I am on Lanzaprazole now after taking three or four different types of PPI's. This one suited me and seemed to work the best. I was concerned of the side effects but my own GP told me he has been on them six years and he is fine. As I have Barrett's Oesophagus I have to stop on them for life so try not to think or read about the long term side effects.
I was on them for about three months. As I said, PPIs work by reducing the amount of acid your stomach produces. When you stop taking them that restraining influence is removed. The normal levels of acid production resume very enthusiastically into a stomach that has not been used to those levels for a while. This can result in some discomfort until everything adjusts to the new routine. It did with me. I was on 30mg on lanzoprazole taken once a day.
If you are concerned about this I do recommend you discuss it with your GP. If your doctor thinks you may have a problem with it he/she may be able to suggest a strategy to help with it when you come off them.
One other warning: on one occasion when I was put on them it was to counter the effects a course of oral steroids might have on a stomach which was known to be temperamental. I was warned at the time NOT to take the oral steroids and the PPIs at the same time (the recommendation was to leave about four hours between the two).
Thank you for information. I not going to think about it until I getting to the end and then I will go back to the doctors for a word.
Fortunately for me I not on daily oral steroids just Seretide 250 twice a day. I do have rescue steroids at home for if I have an asthma attack.
Took one this morning and it feels like I being restrained in my stomach. Lots of stresses in my family at the moment and need to lose some weight as I put it on lately due to not been able to exercise. etc.
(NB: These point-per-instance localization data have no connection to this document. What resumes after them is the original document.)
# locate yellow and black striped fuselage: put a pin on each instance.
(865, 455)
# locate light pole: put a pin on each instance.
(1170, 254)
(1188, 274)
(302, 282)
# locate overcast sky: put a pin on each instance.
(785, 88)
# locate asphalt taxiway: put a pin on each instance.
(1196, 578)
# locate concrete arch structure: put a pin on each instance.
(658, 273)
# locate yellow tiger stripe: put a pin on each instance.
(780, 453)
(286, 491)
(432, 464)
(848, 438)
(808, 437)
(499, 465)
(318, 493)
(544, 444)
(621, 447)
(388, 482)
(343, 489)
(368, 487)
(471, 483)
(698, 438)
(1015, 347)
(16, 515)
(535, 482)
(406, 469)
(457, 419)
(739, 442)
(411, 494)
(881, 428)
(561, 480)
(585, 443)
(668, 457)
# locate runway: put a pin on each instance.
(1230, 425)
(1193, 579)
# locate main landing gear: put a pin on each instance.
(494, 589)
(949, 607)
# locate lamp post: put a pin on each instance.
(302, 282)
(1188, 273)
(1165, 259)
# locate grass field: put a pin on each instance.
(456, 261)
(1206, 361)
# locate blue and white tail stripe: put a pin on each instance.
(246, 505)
I think possibly the reason I got the warning was because the surgery I go to has an in house pharmacy (being a rural practice). I was prescribed with both medications at the same time (along with a hefty dose of antibiotics) to try and bring the consequences of a very nasty infection under control. It was the pharmacist who brought the medication out to me (it was quite a substantial pile as I'd had to request new reliever and preventer inhalers as well) and it was the pharmacist who issued the warning about not taking the oral steroids and PPIs at the same time.